The substrate side: peptide sequence vs. 3d motifs

Durek and collegues attempted to characterize 3d-signature phosphorylation site motifs and evaluated their contribution to phosphorylation site prediction performance (Durek et al., 2009). They studied the spatial distribution of amino acids from 2 to 10 Angstrom around each phosphosite, and defined family-specific 3d-profiles. They reported a modest improvement in predicting the kinase families that phosphorylate serine phosphosites, due to the inclusion of structural information. Despite the small discriminatory power of 3d motifs, structural information, like disorder and secondary structure predictions can more efficiently be deployed to improve phosphorylation site predictors performances (Iakoucheva et al., 2004; Durek et al., 2009).

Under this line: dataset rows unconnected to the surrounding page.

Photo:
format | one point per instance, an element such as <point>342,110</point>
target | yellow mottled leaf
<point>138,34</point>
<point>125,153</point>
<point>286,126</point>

The substrate side: peptide interpositional dependence

In 2012 Joughin et al. explored the inter-positional dependence on substrates of ATM/ATR, Cdk1/Cyclin B and CK2 kinases (Joughin et al., 2012). They found only a few significant substrate sequence position pairs that show deviations from position-wise independence. They also tested the ability of first and second order models to correctly separate between the true kinase substrates and mock substrates. Firstly they just used shuffled negative controls (i.e., they shuffled the substrate peptide positions, drawing from the distribution of the true substrates in each position), and they uncovered that mock substrates were similar in quality to the true ones. Then, by using proteomically derived mock substrates, they uncovered that second order were either equal to first order models, or due to over-fitting in training, even worse. Therefore, they concluded that higher-order interdependences in peptides do not seem to give a significant contribution to predictive performances. This work has interesting implications for the evolution of signaling networks. There are several examples in the literature showing that the molecular recognition of substrates and phosphopeptide-binding domains is subjected to inter-positional dependences. If also other kinases not included in this study turn out not to show marked second or higher-order preferences on substrate sequences, this would mean that there is a fundamental difference in the way these two components behave in the evolution of signaling networks. As the authors point out, the fitness landscape might look smooth for kinase peptide specificity, and the fitness of the kinase substrate could be boosted after sequential mutations on the peptide, while the fitness landscape for phosphopeptide-binding domain substrate may contain energetic barriers. From a phosphosite predictor perspective, this means that greater efforts should be centered around the development of context-dependent methodologies.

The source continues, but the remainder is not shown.